Am 21.07.2010 habe ich meinen Termin zum Tätowieren und ich bin....AUFGEREGT und freu mich, da ich etwas gefunden habe, dass ich gern für eweglich (nah mal sehen ob ich mit 80 immer noch erfreut bin die eingravierten Linien auf meiner Schlaberhaut zu sehne ;-) auf meinem Rücken tragen möchte.

Als ich meine Cousine danach fragte ob es weh tut meinte sie nur "Nicht mehr als ein Kind zu gebären!"...ähm ja ich hab noch nie eine Bowlingkugel durch mein...mhhh wie soll ich es nennen...Stecknadelöhr geschoben.

Ich lass mich überraschen...ahhh ich freu mich so!

Jajaja es geht voran...*hüpf*

Raucher

Oh jajaja, immer noch Raucher...grrrrrrrrr.

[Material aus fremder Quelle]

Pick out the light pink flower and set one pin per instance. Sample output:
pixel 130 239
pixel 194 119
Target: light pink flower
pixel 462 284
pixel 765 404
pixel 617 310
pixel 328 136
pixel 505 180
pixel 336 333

Ich versuchs grad noch nichtmal, habe mich jämmerlich mit meinem Dasein als Raucher abgefunden...*seufz*

Dienstag, 22. Juni 2010

Mutsch

Wenn ich darüber nachdenke wie ich mit diesen sehr wichtigen und entscheidenden Thema starten soll habe ich in meinem Kopf lauter ???

Also einfach drauf los lautet die Devise:

Eines schönen Tages klopfte mein Mutsch meinem Väterchen von hinten auf die Lederjacke und das Ding war geritzt...nicht nur geritzt, man könnte sagen der Treffer war versenkt und ich war unterwegs...ein Unfall- nicht wie ein schrecklicher Autounfall mit Blech- und Personenschaden und viel Blut und so, nein einer aus Fleisch und Blut, der eigentlich ganz gut gelungen ist, wenn ich in den Spiegel schaue *stinknacheigenlobgrinsend*.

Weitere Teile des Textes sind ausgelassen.